びわこ成蹊スポーツ大学 坂尾美穂講師(同大学提供)
びわこ成蹊スポーツ大学 坂尾美穂講師(同大学提供)

 コーチングコースには、スポーツの指導者を目指すだけでなく、教員志望の学生もいます。一般企業への就職希望者もいる。ただ、指導者のスキルや理論、目線は違う分野でも生きるはずです。

 学んでほしいのは、理論と実践の両方を身につける大切さ。理論をきちんと学び、目の前にいる指導対象によって、じゃあこの理論のこの部分を、これくらいの割合で伝えよう-と判断する。その力は実践力でしょう。相手を観察する力だったり、なぜこういう状態なのか論理的に分析する力だったり、分かりやすく理論を伝える言葉選び・文章構成といったコミュニケーションスキルだったり。そういった力が基になります。すると、ただ怒るだけとか、押し付けるだけの指導がなくなりやすくなる。相手の望む目標に近づける支援ができるようになると思います。

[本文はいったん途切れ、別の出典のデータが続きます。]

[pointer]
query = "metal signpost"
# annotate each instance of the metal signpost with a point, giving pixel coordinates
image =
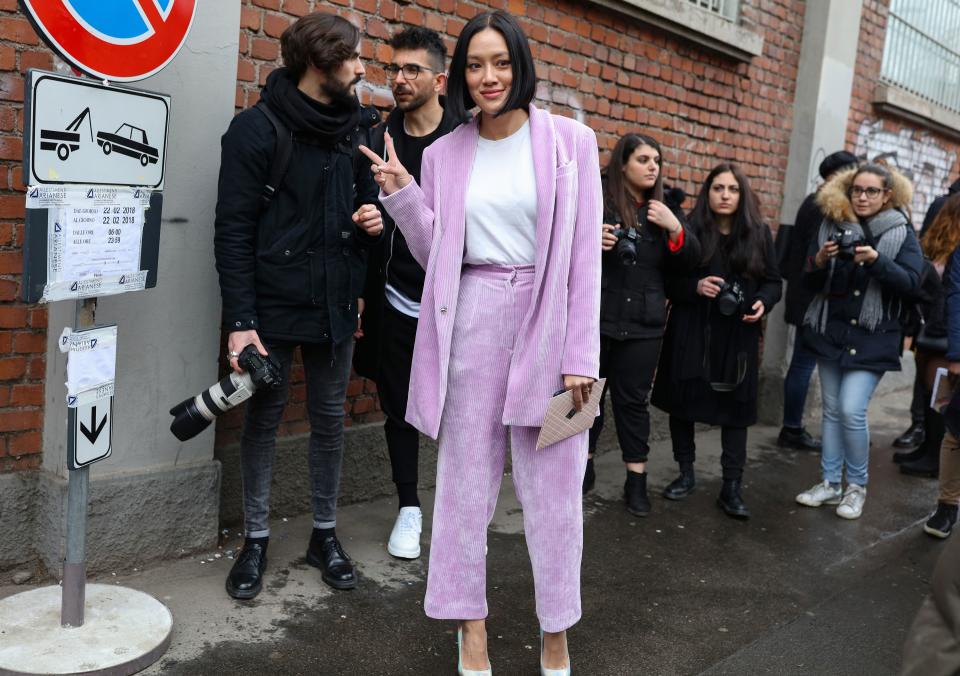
(94, 157)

 そういうことができるのが、いい指導者。共通しているのは、論理的思考能力です。わかりやすく言えば「なぜ?」に関する発問や、「理由」が明確で、それに筋道が立っていることです。私自身、育成年代の指導に関わる中で影響を受け、3年間滞在したドイツで確信しました。現地でのコーチ活動中、印象に残った言葉「logisch」。頻繁に使われていました。ロジックのドイツ語です。研修コーチとしてチームに帯同時のエピソード。日曜日に試合があり、翌日に負荷をかけたトレーニングを行う。翌々日は軽めの練習かオフ。理由を尋ねると、答えが早くて。「2日目に最も疲労が現れるからだ」と。水曜日以降は次の試合に向けた準備。シーズン中に負荷をかけて身体能力を鍛えるためには、試合翌日しかないのです。この論理的思考能力に思いやりといった倫理観、察する力などの日本人の強みを加えれば、論理と感情が合致した指導ができるようになります。